Jacky Naegelen/Reuters
PARIS – BNP Paribas, France’s largest bank, said on Friday that first-quarter profit fell from a year earlier, but it still managed to beat market expectations.
Net income for the January-March period came in at 1.6 billion euros, or $2.1 billion, down 45 percent from the same three months a year earlier, BNP Paribas said in a statement. That was slightly better than the 1.5 billion euros that analysts surveyed by Reuters had expected.
Jean-Laurent Bonnafé, the bank’s chief executive, said in a video statement that results were weaker because the European financial crisis weighed on demand for credit, even as loans were made at low interest rates. Deposits continued to grow “significantly” in all the bank’s markets, particularly in Italy, he said.
BNP Paribas noted that the year-earlier results included a one-time gain of 1.8 billion euros on the sale of a stake in its Klépierre unit, which made the most recent quarter look weaker in comparison. It said that a better reflection of its performance could be seen in the fact that pretax profit at its operating divisions fell just 8.1 percent.
The bank, based in Paris, also reported first quarter revenue of 10.1 billion euros, up 1.7 percent from a year earlier. Revenue was affected by two one-off items of note, a 215 million euro write-down on the bank’s own debt and a gain of 364 million euros as a result of its adoption of new accounting rules.
Mr. Bonnafé noted the bank had attained “a very strong solvency and liquidity positions,” with a Basel 2.5 common equity Tier 1 ratio of 11.7 percent, and a “fully loaded” Basel 3 common equity Tier 1 ratio of 10 percent. Such measures of regulatory capital provide an indication of an institution’s ability to bear financial shocks.
BNP Paribas described the period as a “transitional quarter” for its corporate and investment banking business, in which revenue slid 21.1 percent from a year earlier to 2.5 billion euros, and pretax income tumbled more than 30 percent to 806 million euros.
The investment banking unit’s advisory and capital markets revenue fell 25 percent to 1.7 billion.
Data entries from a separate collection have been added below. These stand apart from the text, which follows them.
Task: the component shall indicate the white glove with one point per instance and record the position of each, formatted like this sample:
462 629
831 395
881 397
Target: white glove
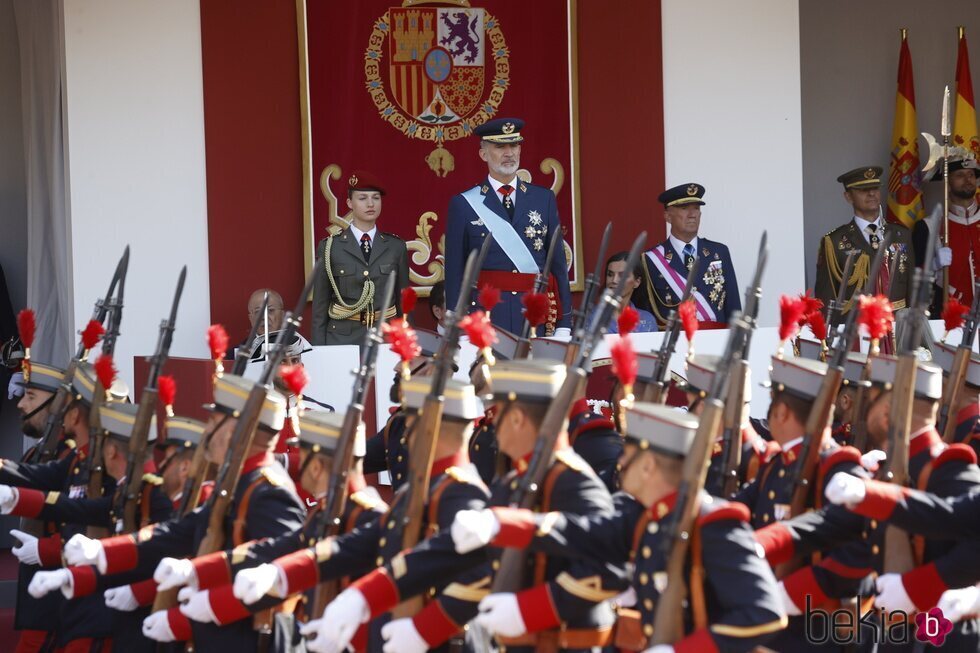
8 499
14 387
121 598
196 606
26 551
788 606
845 490
473 529
48 581
175 572
340 622
401 636
892 595
872 459
81 551
501 615
957 604
252 584
157 627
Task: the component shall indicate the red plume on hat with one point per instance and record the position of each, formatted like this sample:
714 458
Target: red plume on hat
954 315
624 363
791 312
91 334
479 329
409 299
404 342
489 297
628 320
167 391
105 371
536 306
26 327
876 317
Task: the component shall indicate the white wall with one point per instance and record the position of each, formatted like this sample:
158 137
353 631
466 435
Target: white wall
732 123
135 126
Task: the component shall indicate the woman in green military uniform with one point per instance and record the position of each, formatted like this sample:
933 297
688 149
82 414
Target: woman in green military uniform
356 263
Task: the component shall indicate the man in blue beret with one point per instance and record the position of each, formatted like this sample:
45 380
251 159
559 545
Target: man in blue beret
667 265
522 218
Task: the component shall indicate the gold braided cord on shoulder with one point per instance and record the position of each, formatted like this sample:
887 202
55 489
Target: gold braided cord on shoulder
343 309
859 275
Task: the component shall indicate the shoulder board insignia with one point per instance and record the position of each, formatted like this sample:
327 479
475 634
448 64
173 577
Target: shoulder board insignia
272 477
955 452
571 460
365 500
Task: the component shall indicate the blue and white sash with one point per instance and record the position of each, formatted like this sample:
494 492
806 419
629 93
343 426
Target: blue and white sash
503 233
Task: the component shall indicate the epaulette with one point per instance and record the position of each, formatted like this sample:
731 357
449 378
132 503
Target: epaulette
835 457
273 476
571 460
719 509
367 500
955 452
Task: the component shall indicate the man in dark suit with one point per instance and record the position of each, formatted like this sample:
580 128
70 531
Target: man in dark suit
522 218
864 233
356 265
667 265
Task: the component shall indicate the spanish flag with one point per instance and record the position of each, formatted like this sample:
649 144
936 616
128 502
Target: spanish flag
965 118
904 193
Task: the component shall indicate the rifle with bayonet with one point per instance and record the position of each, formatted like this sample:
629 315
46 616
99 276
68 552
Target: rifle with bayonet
509 576
248 420
958 369
668 624
822 409
540 285
898 555
48 445
425 430
656 390
328 520
835 307
738 377
127 502
96 466
592 283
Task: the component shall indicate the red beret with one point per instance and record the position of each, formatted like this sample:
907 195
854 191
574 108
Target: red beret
364 180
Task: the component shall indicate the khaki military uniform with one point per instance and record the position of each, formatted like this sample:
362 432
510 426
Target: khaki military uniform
347 291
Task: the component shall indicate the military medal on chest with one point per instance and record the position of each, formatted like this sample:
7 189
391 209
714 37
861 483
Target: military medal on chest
535 231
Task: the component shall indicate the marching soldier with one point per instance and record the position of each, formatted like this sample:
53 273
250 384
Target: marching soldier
522 390
864 233
454 485
736 606
356 263
265 505
667 265
522 218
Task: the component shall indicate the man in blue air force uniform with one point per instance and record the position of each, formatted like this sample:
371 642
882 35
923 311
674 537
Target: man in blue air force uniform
715 294
522 217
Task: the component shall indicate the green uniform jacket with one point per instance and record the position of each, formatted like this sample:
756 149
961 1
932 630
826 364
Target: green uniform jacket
832 255
350 273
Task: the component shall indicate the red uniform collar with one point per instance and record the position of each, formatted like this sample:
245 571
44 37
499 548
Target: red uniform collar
263 459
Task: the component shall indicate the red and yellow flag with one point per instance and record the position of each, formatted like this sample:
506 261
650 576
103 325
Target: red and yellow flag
965 116
904 178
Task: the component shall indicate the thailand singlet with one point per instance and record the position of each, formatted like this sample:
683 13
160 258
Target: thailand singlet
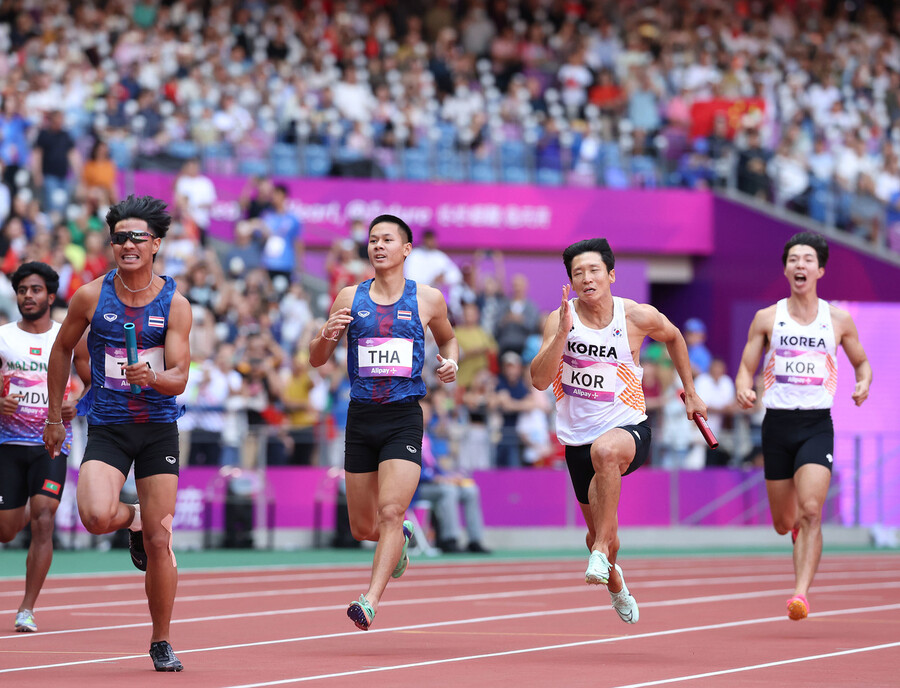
112 400
800 370
25 356
598 386
386 348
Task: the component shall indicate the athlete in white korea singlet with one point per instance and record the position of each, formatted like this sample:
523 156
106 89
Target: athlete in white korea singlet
800 336
590 354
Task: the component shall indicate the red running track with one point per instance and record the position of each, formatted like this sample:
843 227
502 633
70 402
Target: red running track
704 622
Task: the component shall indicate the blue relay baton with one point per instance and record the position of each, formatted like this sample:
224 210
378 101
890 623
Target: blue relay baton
131 351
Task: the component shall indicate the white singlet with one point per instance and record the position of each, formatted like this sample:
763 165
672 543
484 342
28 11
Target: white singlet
598 385
800 370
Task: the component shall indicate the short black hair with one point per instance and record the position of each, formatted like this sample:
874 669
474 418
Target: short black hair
816 241
42 270
600 246
147 208
395 220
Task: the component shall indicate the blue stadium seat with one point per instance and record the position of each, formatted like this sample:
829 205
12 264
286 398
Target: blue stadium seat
415 165
547 176
317 160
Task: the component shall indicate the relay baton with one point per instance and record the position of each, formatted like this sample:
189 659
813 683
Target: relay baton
131 351
704 429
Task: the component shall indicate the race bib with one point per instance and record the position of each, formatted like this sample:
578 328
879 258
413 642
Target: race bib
385 357
800 367
591 380
32 392
275 247
116 359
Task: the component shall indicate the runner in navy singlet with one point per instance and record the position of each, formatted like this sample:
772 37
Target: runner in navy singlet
800 336
385 319
124 427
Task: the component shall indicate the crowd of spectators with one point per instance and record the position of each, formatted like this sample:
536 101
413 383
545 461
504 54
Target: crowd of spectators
784 101
794 102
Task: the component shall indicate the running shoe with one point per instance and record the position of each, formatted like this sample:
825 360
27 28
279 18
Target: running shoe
136 548
624 602
25 622
163 657
598 569
798 608
400 568
361 613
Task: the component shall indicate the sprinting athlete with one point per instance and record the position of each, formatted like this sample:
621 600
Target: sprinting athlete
124 427
385 319
590 354
800 336
31 481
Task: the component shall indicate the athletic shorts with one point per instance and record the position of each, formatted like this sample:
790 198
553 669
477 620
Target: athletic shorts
794 438
378 432
581 468
151 447
27 470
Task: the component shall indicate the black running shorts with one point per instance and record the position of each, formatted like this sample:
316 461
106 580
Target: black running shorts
794 438
27 470
378 432
152 447
581 468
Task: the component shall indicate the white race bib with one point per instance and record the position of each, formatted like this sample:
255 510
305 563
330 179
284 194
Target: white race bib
591 380
800 367
385 357
116 359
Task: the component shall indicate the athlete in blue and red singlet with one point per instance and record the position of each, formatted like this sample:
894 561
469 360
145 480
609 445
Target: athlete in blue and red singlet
385 319
125 428
800 336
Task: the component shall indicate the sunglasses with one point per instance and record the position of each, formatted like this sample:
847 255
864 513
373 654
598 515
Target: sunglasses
134 237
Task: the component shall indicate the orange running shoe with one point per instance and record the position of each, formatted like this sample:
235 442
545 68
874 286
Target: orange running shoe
798 608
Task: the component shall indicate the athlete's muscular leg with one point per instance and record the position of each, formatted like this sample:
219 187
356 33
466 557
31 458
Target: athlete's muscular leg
156 494
397 481
11 522
611 454
811 482
40 552
99 485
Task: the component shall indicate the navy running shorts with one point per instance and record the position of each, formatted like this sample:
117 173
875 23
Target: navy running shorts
581 468
793 438
27 470
378 432
151 447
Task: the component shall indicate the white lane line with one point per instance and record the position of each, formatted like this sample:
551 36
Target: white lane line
460 622
563 646
752 667
513 594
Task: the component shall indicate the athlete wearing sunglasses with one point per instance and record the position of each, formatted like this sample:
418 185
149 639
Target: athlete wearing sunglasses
119 238
124 428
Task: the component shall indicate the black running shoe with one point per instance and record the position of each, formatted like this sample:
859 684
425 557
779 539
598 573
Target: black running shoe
164 658
136 547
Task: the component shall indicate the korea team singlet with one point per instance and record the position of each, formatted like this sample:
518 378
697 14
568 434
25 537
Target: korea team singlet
25 356
385 348
800 370
112 401
598 385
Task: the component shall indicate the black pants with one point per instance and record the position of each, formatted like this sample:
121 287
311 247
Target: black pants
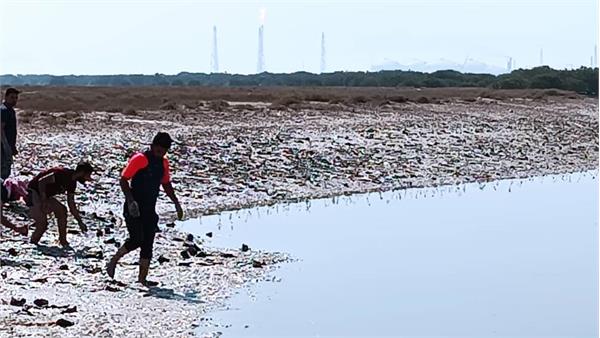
141 232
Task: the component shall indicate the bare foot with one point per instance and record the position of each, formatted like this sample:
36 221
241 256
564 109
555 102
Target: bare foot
110 269
148 283
22 230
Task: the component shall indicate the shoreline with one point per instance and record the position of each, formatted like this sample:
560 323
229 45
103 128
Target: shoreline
244 156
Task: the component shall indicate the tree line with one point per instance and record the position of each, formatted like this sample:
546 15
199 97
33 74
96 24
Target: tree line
583 80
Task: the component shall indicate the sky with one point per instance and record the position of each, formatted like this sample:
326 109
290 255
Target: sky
147 37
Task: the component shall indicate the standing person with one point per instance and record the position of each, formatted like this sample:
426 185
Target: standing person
42 202
9 129
147 171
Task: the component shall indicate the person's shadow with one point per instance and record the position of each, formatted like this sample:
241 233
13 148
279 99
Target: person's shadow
165 293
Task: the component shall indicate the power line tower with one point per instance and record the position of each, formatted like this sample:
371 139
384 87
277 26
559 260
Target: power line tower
323 64
214 59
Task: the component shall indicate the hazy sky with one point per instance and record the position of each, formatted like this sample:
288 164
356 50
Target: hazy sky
109 37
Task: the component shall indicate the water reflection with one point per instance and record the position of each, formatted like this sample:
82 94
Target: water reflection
510 258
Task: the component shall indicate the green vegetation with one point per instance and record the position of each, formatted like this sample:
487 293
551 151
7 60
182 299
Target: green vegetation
583 80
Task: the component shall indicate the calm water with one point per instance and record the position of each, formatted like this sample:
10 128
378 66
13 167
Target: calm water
514 258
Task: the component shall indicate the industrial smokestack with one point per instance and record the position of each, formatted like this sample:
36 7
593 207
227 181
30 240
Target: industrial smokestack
214 59
323 64
260 67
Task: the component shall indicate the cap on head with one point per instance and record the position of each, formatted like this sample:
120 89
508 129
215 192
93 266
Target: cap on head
85 167
162 139
11 90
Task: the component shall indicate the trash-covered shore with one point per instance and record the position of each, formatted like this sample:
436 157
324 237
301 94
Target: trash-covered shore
233 155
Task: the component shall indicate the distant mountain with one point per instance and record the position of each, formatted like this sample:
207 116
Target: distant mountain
469 66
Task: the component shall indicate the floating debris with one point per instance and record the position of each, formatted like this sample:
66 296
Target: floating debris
64 323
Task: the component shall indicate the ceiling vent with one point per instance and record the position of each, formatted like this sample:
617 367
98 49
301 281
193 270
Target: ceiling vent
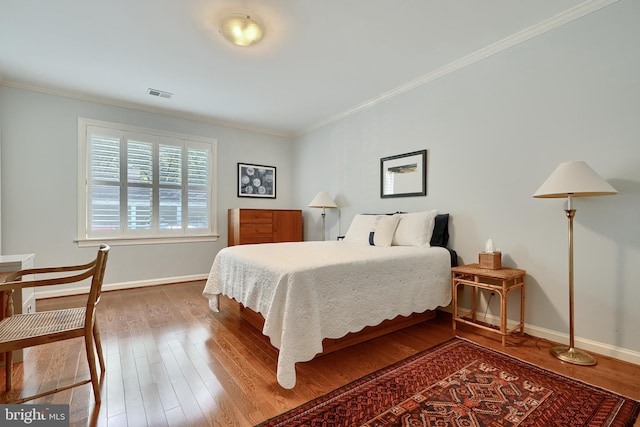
160 93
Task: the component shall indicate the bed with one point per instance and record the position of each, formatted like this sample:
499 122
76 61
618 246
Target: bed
311 291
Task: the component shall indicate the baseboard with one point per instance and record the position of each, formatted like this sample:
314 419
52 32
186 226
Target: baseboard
63 292
555 336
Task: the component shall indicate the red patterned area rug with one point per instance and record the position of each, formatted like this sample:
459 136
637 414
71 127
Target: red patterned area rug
460 383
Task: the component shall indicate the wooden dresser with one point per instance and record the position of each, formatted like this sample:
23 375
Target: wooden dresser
264 226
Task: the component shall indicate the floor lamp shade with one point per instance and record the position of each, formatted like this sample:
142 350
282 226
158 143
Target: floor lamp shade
574 178
323 200
569 180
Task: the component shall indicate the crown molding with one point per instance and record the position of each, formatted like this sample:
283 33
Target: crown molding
513 40
140 107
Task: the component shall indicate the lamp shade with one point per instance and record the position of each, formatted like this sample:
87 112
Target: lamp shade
322 200
574 178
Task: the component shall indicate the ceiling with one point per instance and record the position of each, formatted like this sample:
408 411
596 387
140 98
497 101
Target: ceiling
318 60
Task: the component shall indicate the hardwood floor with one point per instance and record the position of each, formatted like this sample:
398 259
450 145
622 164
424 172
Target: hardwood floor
171 361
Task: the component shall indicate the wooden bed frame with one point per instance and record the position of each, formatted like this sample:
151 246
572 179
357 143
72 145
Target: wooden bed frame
330 345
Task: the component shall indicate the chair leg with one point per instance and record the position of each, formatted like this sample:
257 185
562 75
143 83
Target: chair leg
8 368
88 341
98 344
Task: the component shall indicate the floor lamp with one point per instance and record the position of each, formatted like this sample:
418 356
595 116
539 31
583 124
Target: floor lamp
573 179
323 200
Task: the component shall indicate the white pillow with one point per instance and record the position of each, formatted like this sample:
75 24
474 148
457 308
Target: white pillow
415 229
374 230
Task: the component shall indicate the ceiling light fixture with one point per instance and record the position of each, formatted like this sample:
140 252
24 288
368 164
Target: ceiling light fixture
241 30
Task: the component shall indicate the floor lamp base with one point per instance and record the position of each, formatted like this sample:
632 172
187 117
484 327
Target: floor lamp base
573 355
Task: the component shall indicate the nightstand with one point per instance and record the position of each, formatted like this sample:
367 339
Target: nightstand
501 281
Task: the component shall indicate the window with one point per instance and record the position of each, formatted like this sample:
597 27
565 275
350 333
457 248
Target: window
140 185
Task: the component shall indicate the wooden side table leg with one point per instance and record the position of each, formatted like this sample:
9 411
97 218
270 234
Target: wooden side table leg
522 307
455 302
503 313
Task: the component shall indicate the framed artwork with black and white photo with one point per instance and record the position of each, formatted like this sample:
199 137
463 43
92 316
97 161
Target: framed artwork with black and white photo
256 181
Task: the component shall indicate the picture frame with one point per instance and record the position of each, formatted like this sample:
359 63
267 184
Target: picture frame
404 175
257 181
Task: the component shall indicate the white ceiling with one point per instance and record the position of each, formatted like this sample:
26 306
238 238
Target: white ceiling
319 59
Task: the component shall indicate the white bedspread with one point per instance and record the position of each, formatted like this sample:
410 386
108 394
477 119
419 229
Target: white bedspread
308 291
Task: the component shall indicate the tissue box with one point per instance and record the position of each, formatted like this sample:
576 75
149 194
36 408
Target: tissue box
490 260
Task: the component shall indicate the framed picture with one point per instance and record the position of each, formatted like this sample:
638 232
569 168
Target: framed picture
256 181
404 175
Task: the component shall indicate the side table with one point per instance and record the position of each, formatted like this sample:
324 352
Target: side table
501 281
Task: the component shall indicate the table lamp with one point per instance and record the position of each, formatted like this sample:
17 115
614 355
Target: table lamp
323 200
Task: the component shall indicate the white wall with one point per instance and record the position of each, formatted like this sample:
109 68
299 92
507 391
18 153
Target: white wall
494 131
39 162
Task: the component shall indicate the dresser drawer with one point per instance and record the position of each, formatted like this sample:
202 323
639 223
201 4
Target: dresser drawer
256 216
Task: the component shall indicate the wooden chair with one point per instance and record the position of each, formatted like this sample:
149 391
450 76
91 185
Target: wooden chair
18 331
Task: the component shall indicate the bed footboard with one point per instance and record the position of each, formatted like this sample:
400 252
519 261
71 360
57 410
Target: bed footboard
330 345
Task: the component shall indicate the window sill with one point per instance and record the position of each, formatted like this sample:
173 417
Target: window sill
130 241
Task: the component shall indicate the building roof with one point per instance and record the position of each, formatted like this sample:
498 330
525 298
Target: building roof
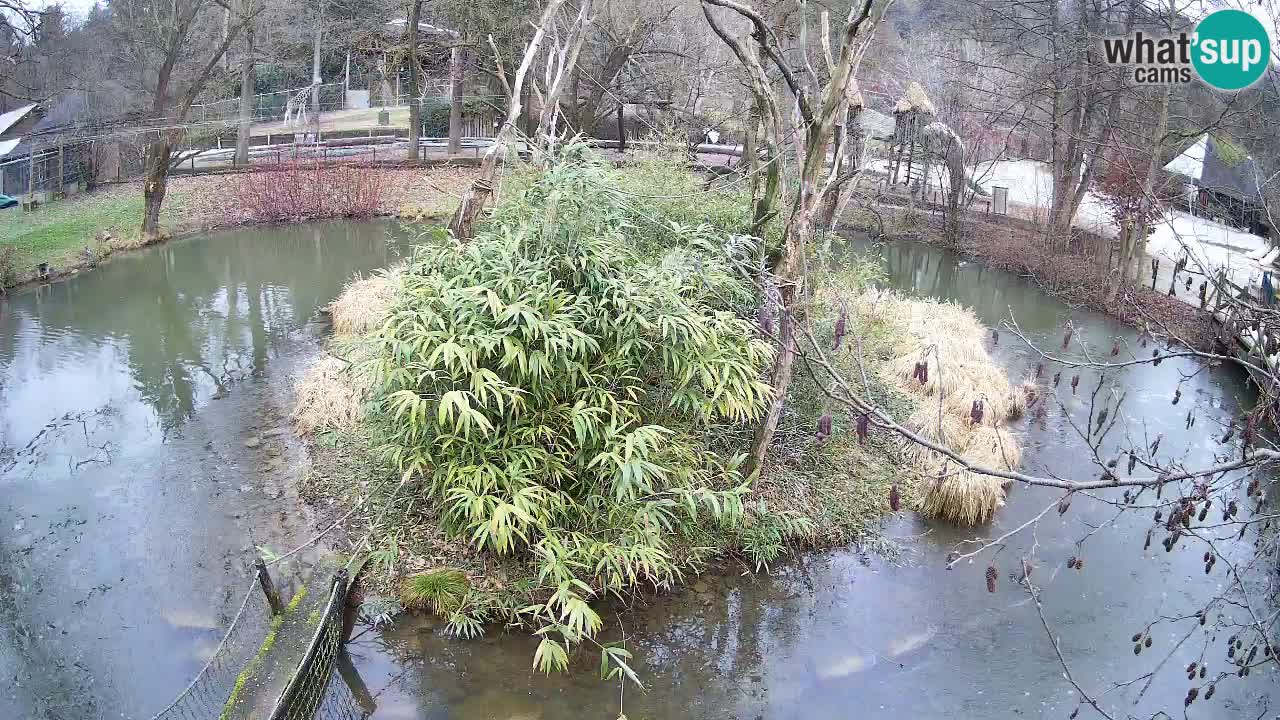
1205 165
424 27
874 124
13 117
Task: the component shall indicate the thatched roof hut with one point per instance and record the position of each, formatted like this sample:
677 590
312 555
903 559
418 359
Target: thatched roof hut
914 100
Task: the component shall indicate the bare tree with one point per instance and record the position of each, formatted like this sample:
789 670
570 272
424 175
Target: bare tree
478 195
174 49
819 103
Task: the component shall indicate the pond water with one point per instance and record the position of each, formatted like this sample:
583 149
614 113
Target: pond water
129 507
845 634
129 504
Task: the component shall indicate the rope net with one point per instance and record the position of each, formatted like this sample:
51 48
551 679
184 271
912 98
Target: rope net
324 687
206 695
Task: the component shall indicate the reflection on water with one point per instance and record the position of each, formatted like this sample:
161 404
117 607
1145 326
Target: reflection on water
841 634
128 501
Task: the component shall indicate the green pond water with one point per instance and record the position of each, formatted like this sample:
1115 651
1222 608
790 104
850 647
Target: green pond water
131 507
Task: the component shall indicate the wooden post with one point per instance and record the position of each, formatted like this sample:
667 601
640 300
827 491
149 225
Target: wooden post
264 579
31 171
456 68
622 131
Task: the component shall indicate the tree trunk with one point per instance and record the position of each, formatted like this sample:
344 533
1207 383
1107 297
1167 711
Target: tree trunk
476 196
622 130
315 72
155 186
415 122
246 117
456 100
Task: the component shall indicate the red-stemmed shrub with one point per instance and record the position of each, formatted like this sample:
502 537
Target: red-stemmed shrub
306 190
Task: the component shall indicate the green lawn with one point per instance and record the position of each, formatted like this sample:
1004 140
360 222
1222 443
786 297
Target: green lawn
58 232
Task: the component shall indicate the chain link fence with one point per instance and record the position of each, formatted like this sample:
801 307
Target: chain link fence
324 684
306 692
205 697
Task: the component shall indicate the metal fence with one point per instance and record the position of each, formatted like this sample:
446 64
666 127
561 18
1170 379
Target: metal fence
272 105
309 691
208 693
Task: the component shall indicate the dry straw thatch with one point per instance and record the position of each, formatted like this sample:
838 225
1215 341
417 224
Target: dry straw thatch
328 397
960 370
365 302
914 100
330 393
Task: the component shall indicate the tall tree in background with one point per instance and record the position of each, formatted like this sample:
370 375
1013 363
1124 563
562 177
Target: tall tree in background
247 85
415 95
819 101
173 49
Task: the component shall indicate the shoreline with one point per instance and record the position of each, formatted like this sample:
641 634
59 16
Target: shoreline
416 197
1138 305
842 483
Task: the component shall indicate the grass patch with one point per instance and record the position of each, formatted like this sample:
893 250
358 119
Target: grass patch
59 232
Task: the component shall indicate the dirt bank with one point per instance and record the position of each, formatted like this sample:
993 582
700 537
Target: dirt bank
1016 246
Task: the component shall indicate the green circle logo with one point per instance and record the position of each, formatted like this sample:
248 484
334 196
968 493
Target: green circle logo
1232 50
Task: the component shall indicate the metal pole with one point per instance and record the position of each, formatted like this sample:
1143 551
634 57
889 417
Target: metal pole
264 579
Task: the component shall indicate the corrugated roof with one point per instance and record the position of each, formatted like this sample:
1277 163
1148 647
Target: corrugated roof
12 117
1239 180
1202 162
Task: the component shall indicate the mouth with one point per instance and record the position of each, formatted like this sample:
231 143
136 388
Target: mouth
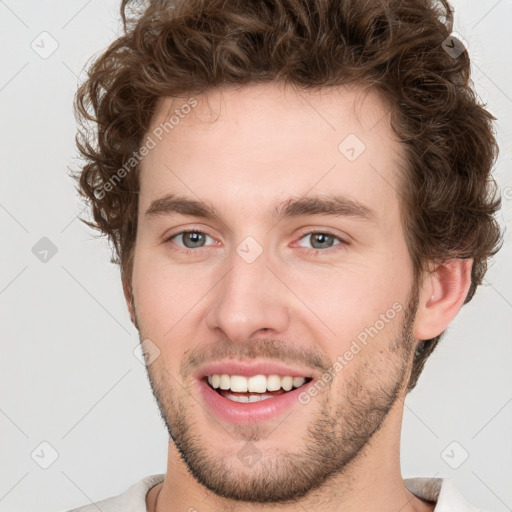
256 388
241 400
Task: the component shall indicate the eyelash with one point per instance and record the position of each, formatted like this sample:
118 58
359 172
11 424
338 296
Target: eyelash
190 252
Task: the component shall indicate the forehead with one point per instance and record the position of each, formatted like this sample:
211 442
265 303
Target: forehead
246 148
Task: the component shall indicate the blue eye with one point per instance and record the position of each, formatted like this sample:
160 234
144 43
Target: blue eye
190 239
322 240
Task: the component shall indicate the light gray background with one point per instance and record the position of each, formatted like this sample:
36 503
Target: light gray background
68 373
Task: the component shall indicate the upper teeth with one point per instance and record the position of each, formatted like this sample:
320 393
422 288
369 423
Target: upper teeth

Revenue in the fixed income sector fell 27 percent to 1.3 billion. The equities and advisory business posted a 20 percent decline in revenue, to 395 million euros.
BNP Paribas, which recorded 155 million euros in restructuring costs in the quarter, said “many projects” to improve and streamline its operations were getting under way, including early retirement programs at its BNPP Fortis unit in Belgium and BNL unit in Italy.
This post has been revised to reflect the following correction:
Correction: May 3, 2013
An earlier version of this article misstated when BNP Paribas reported its first-quarter earnings. It was on Friday, not Thursday.